The architectural symbiosis of the former City Hall and Supreme Court buildings into the new National Gallery Singapore required its architects, Studio Milou Singapore Pte Ltd and CPG Consultants Pte Ltd, to walk a very fine line between the radical transformation of the monuments’ identities and the exacting conservation of the buildings’ heritage.
The brief was simple: to return the monuments to the people of Singapore in the form of a welcoming, world-class art gallery that displays the world’s largest collection of Singaporean and Southeast Asian art.
How the architects met that brief, however, was not so simple.
The National Gallery’s grandest statement is, paradoxically, its most subtle – a filigreed metallic veil that drapes over each building at the roof level to create a gentle but unbreakable union. From some angles, and depending on the skies, the veil resembles finely woven rattan or silken ikat. “This simple and sweeping gesture meant that interventions into each building are minimal so as to respect their architectural authenticity and character,” says Jean-François Milou, the project’s lead architect.

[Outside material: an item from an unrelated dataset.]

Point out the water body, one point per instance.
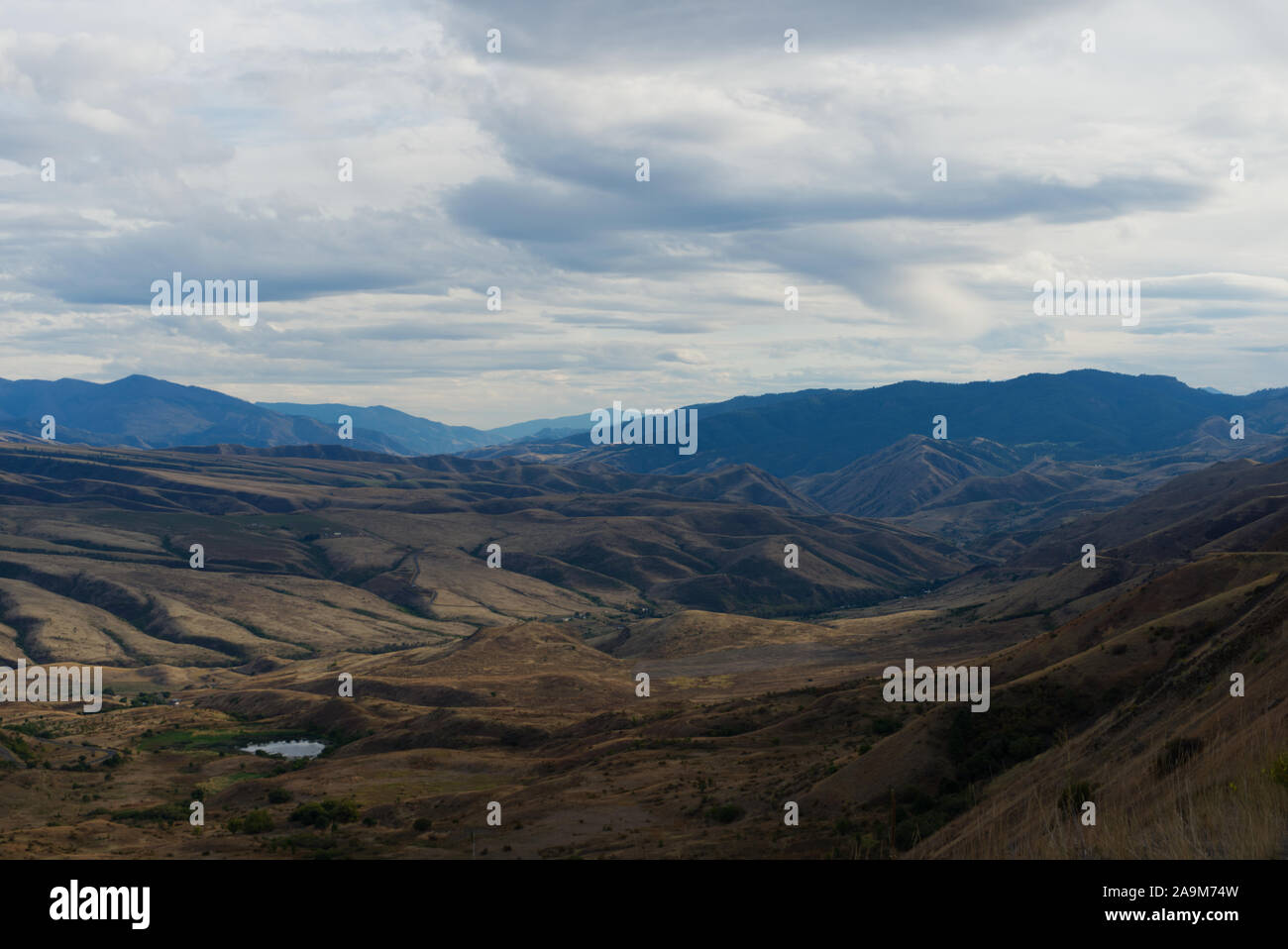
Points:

Controlling the way natural light plays on the architecture and is filtered into the exhibition spaces was also a challenge, as was creating a basement concourse that links the building from below so that the façades are untouched. Less obvious but no less critical interventions required the insertion of a sophisticated infrastructure, including climate control, acoustics, storage facilities, computer and security systems. Together, Studio Milou and CPG worked with exacting
measures to integrate them into the walls, roofs and floors so that they stayed out of sight. “We wanted visitors to focus on the architecture and the artwork with minimal technical distractions,” says Jean-François.
The architects add that given the historical importance of the original buildings and, indeed, the extant memories of them among the older generation, it was important that the design returned the buildings to Singaporeans in a way that was immediately recognisable, without losing the appreciation of their transformation. Jean-François notes, “I wanted the design to be legible to visitors and, at the same time, to create a state-of-the-art international gallery that was entirely at ease with the historic buildings from which it had emerged.”
The achievements of Studio Milou and CPG cannot be overstated. From the limited palette of materials to the muted, but warm, colour scheme, the calm flows and the cohesion of the modern gallery spaces are overlaid with a sense of the past. And within this unified ensemble, neither detail nor concern for visitor comfort has been spared. Together, the architects have created a place that is at once spectacular and yet welcoming for people of all ages.
Jean-François says the design is also a deliberate reaction against the increasingly fragmented nature of contemporary life which he finds unfortunate because “it often leads to an atomisation of our feelings, our relations, our decisions. I feel architects have a role to play in providing unified and calm spaces where people can think and feel a sense of self”.